Oststeinbek. Dirk-Michael Aleidt hat es eilig. In knapp einer Stunde tritt der Hamburger SV in der Fußball-Bundesliga bei Bayer Leverkusen an. Der 42 Jahre alte Bankangestellte streift noch schnell sein Polohemd mit dem aufgestickten HSV-Emblem über, dann nimmt er die Beine in die Hand.
HSV-Fanklub Ostbeker Flut
Foto: Hanno Bode
Die Mitglieder des HSV-Fanclubs „Ostbeker Flut“ vor ihrer Stammkneipe, dem „Ostbek-Treff“. Ins Stadion gehen die Anhänger beinahe nie – sie sind eine Fernsehgemeinschaft.

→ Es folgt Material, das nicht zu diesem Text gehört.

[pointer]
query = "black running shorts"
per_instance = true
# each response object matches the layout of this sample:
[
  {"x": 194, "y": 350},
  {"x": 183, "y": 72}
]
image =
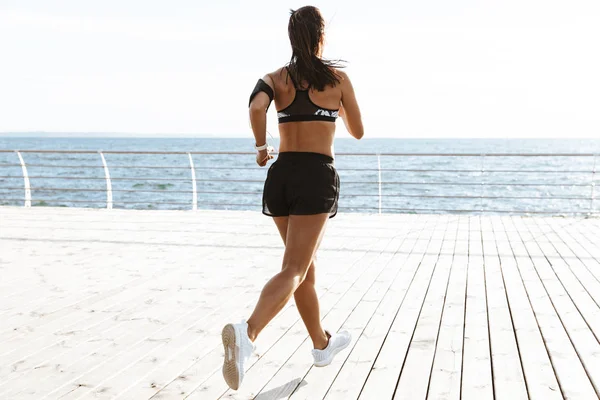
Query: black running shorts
[{"x": 301, "y": 183}]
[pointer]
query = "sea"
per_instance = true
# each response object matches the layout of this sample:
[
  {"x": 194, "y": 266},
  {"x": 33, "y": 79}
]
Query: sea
[{"x": 377, "y": 175}]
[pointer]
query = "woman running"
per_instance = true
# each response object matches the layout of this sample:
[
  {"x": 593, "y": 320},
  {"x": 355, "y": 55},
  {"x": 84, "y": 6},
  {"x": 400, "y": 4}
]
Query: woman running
[{"x": 302, "y": 186}]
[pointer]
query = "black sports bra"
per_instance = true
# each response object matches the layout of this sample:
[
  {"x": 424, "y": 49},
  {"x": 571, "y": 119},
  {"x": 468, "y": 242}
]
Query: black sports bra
[{"x": 303, "y": 109}]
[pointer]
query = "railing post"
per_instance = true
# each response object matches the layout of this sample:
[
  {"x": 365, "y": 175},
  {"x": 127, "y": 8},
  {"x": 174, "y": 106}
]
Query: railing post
[
  {"x": 25, "y": 180},
  {"x": 194, "y": 192},
  {"x": 482, "y": 170},
  {"x": 108, "y": 183},
  {"x": 379, "y": 178},
  {"x": 593, "y": 186}
]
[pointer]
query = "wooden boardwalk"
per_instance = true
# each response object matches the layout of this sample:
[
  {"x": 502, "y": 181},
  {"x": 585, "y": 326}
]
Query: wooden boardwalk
[{"x": 130, "y": 305}]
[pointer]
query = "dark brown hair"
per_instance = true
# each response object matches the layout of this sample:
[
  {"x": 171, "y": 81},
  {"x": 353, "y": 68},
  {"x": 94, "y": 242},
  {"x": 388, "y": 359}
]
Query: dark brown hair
[{"x": 306, "y": 31}]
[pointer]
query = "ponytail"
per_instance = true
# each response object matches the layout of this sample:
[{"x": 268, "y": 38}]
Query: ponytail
[{"x": 305, "y": 30}]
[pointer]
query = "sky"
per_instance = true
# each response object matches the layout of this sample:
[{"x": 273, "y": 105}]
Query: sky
[{"x": 428, "y": 68}]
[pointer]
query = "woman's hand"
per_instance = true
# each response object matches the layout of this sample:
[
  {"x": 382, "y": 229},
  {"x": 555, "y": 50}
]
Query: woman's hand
[{"x": 262, "y": 157}]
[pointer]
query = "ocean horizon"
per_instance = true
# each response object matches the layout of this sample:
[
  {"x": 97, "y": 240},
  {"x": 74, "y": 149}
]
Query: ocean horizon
[{"x": 415, "y": 184}]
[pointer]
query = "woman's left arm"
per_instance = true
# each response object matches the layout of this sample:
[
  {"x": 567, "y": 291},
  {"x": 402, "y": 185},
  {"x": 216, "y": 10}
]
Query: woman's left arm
[{"x": 258, "y": 120}]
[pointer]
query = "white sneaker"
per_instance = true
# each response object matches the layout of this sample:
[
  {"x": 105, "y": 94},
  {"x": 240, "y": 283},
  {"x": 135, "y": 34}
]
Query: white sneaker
[
  {"x": 337, "y": 343},
  {"x": 238, "y": 349}
]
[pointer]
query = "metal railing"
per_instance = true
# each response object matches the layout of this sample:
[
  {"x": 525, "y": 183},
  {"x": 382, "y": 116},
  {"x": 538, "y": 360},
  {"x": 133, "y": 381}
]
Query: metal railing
[{"x": 515, "y": 183}]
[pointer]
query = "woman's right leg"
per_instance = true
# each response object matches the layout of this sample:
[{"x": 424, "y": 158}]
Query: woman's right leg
[
  {"x": 302, "y": 238},
  {"x": 305, "y": 296}
]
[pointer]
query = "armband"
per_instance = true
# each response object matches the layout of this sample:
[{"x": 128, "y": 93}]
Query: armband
[{"x": 261, "y": 86}]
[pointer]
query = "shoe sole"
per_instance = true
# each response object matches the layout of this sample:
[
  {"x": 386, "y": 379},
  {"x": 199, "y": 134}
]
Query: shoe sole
[
  {"x": 328, "y": 361},
  {"x": 230, "y": 369}
]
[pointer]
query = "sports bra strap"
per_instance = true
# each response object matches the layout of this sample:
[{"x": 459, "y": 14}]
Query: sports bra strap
[{"x": 291, "y": 77}]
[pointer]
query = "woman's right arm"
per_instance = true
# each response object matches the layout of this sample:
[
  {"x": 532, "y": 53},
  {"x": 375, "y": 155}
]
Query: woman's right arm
[{"x": 349, "y": 111}]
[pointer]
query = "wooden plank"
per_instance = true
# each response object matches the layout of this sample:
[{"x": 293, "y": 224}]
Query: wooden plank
[
  {"x": 572, "y": 253},
  {"x": 321, "y": 379},
  {"x": 537, "y": 367},
  {"x": 416, "y": 372},
  {"x": 355, "y": 370},
  {"x": 381, "y": 382},
  {"x": 447, "y": 366},
  {"x": 579, "y": 333},
  {"x": 477, "y": 371},
  {"x": 299, "y": 362},
  {"x": 570, "y": 373},
  {"x": 197, "y": 372},
  {"x": 509, "y": 382},
  {"x": 282, "y": 383}
]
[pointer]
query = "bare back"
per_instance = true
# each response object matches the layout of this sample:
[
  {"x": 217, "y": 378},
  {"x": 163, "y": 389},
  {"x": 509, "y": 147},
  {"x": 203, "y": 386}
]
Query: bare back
[{"x": 310, "y": 136}]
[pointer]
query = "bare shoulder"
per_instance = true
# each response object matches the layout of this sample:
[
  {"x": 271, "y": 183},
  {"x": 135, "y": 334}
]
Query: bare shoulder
[
  {"x": 344, "y": 78},
  {"x": 275, "y": 77}
]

Er muss sich sputen, um die Partie seines Lieblingsvereins von einem guten Platz aus verfolgen zu können. Aleidt rennt allerdings mitnichten ins Stadion. Dort waren der Vorsitzende des Fanclubs „Ostbeker Flut“ und seine Mitstreiter schon lange nicht mehr. Ihre Arena heißt „Ostbek-Treff“ und ist eine kleine Kneipe an der Möllner Landstraße. „Wir haben uns gegründet, um in der Gemeinschaft Fußball im Fernsehen zu schauen“, erklärt Aleidt. Klingt kurios, und ist es auch.
Während Tausende anderer Mitglieder der über 700 offiziellen HSV-Fanklubs in der Welt teilweise ihr letztes Hemd geben, um ihre Stars live vor Ort zu erleben, präferieren die Oststeinbeker das TV-Erlebnis. „Das ist doch entspannter und gemütlicher“, meint Aleidt, der schon zu Jugendzeiten einen Fanclub zum Fernsehgucken gründen wollte.
Vor zwei Jahren setzte der Bänker seine Idee dann in die Tat um. Hatte er zu Beginn noch acht Mitstreiter, sind es heute 60, davon zehn Frauen. „Vom Steuerberater über den Unternehmer bis hin zum Hartz-Vier-Empfänger ist alles dabei“, erzählt der Präsident.
Inzwischen ist er im „Ostbek-Treff“ angekommen. Die Kneipe ist bis auf den letzten Platz gefüllt. Noch allerdings herrscht eher Kaffeekränzchen- denn Stadionatmosphäre. Es wird über die Arbeit, den Hund sowie den neusten Klatsch- und Tratsch aus der Nachbarschaft geplaudert. Mit dem Anpfiff verwandelt sich die Kneipe dann aber in einen kleinen Hexenkessel. Die eher dürftige Leistung des HSV sowie einige Schiedsrichter-Entscheidungen bringen das Blut der Fans in Wallung. „Du Spinner“, schreit Michael Baaß, von Beruf Kommissar, in Richtung der großen Leinwand, auf der das Duell übertragen wird. Neben ihm sitzt Holger Rochow. „Den muss er doch machen“, meint der Rechtsanwalt nach einer vergebenen Chance von Mladen Petric. 70 Minuten später ist die Stimmung auf dem Tiefpunkt. Der HSV hat 2:4 verloren. Da ist es nicht tröstlich für die „Fernseh-Fans“, dass der leblose Auftritt zumindest kein Geld für eine Eintrittskarte gekostet hat.